FIG. 5 is a schematic diagram of the subtype classification results and related feature visualization results of BRCA breast cancer data of experimental verification 2 of the present invention;

FIG. 6 is a schematic representation of survival curves of BRCA breast cancer data analyzed by the different methods of experimental verification 2 of the present invention.

Detailed Description

The invention will now be described in detail by way of example with reference to the accompanying drawings.
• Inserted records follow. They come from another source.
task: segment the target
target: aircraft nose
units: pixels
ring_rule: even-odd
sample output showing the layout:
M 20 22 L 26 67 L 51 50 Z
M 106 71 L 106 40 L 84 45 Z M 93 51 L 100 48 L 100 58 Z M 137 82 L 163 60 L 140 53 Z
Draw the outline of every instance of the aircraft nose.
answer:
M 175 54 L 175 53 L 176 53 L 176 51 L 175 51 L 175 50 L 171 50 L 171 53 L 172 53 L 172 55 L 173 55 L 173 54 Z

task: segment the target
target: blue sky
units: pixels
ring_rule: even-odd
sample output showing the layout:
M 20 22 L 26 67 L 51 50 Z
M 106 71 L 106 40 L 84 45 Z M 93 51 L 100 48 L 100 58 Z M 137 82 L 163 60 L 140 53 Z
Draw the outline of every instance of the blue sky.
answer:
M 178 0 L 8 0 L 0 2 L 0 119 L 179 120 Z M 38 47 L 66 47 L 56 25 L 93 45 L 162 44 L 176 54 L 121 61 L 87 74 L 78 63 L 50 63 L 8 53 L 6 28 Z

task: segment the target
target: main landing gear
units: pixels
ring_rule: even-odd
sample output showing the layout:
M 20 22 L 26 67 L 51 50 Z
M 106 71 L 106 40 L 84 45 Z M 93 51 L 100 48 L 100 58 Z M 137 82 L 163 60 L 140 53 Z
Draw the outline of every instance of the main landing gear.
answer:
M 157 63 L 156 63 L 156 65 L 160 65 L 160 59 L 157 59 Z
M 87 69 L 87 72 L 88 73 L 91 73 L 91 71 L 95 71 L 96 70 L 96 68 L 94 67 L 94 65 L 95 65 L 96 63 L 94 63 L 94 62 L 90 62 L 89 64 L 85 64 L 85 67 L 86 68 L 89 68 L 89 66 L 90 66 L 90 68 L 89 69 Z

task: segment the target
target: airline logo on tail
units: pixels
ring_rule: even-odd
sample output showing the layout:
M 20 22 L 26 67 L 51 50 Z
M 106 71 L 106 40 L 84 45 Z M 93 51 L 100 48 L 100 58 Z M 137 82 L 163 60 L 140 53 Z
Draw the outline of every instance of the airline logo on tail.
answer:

The invention provides a data subtype classification method based on band set sparse constraint multi-modal matrix joint decomposition, in particular to a tumor multi-mathematic data subtype classification method based on band set sparse constraint multi-modal matrix joint decomposition, aiming at finding a shared potential representation E among multi-modal data and carrying out cluster analysis on the basis, wherein the method is used for enablingObservation data for N samples in N modes,/-for N samples>Is composed of eigenvectors of samples in the i-th modality, i=1, 2. m is m _i Is the characteristic dimension of the sample in the ith mode. Meanwhile, in order to maintain consistency of semantics, a group of mode-specific base matrix sets is also required to be found out +.>Wherein the method comprises the steps ofIs the base matrix of the ith modality, so that data X of the ith modality ⁱ Through EH ⁱ And (5) reconstructing. The method is realized by defining an objective function and solving the objective function, and comprises the following specific steps:

defining an objective function J:

wherein the method comprises the steps ofAnd->Each data mode is regarded as a group, and the base matrix set is treated as a group>Applying group sparsity constraint, and rewriting the objective function as:

wherein the method comprises the steps ofJ is an intermediate variable for group sparsity constraint, represents the row index of the matrix, and has a value range of 1-k.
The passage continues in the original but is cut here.